JIT-like native extension compilation for Python using the Zig compiler. Write a Zig module, compile it at runtime, and load the result as a callable Python object — with optional comptime parameter injection so the same Zig source can be specialized differently on each call.

Requires the ziglang package (pip install ziglang).

Usage

Basic: compile and load a function

Write a Zig module that exports a standard CPython PyCFunction:

// my_ext.zig
extern fn Py_IncRef(obj: ?*PyObject) void;
extern var _Py_NoneStruct: PyObject;
const PyObject = extern struct { ob_refcnt: i64, ob_type: ?*anyopaque };

export fn greet(self: ?*PyObject, args: ?*PyObject) callconv(.c) ?*PyObject {
    _ = self; _ = args;
    @import("std").debug.print("Hello from Zig!\n", .{});
    Py_IncRef(&_Py_NoneStruct);
    return &_Py_NoneStruct;
}

Load it from Python with the high-level helper:

from pathlib import Path
from zitcompiler import zitcompiled

greet = zitcompiled(Path("my_ext.zig"), "greet")
greet()  # Hello from Zig!

Comptime parameters: specialize Zig code from Python

ZigModuleDef lets you inject Python dataclass values as Zig comptime constants. The Zig module imports them as a named module and the compiler eliminates all dead branches at build time.

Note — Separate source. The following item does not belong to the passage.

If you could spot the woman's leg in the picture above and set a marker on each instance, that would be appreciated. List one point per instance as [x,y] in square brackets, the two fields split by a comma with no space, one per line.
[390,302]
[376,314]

from dataclasses import dataclass
from pathlib import Path
from zitcompiler import ZigModuleDef, zitcompiled

@dataclass
class Params:
    multiplier: int = 7

module_def = ZigModuleDef(top_level=Params, structs=[], module_name="params")
get_multiplier = zitcompiled(Path("my_ext.zig"), "get_multiplier", module_def=module_def)
// my_ext.zig
const params = @import("params");  // injected at compile time
const PyObject = extern struct { ob_refcnt: i64, ob_type: ?*anyopaque };
extern fn PyLong_FromLong(v: c_long) ?*PyObject;

export fn get_multiplier(self: ?*PyObject, args: ?*PyObject) callconv(.c) ?*PyObject {
    _ = self; _ = args;
    return PyLong_FromLong(params.multiplier);  // 7, resolved at compile time
}

Structs defined in the dataclass are emitted as Zig struct types in the injected module, enabling comptime reflection (e.g. @typeInfo(params.Point).@"struct".fields.len).

Low-level API

For finer control, use zig_build_lib directly and then load_function / load_class:

import asyncio
from pathlib import Path
from zitcompiler import BuildLibOptions, load_function, zig_build_lib

opts = BuildLibOptions(
    module_path=Path("my_ext.zig"),
    link_python=True,
    output_path=Path("/tmp/my_ext.so"),
)
so_path = asyncio.run(zig_build_lib(opts))
greet = load_function(so_path, "greet")
greet()

load_class works the same way for exported PyTypeObject symbols.

Zetaclasses

zetaclass is a drop-in replacement for @dataclass that compiles the class to a native Zig struct at decoration time. The resulting type behaves like a regular Python class but __init__ and __eq__ run as compiled C slots — no Python interpreter overhead.

Usage

from zitcompiler.zetaclasses import zetaclass

@zetaclass
class Point:
    x: int
    y: int

p1 = Point(1, 2)
p2 = Point(x=1, y=2)
assert p1 == p2

Supported field types: int (i64), float (f64), str (Python string object).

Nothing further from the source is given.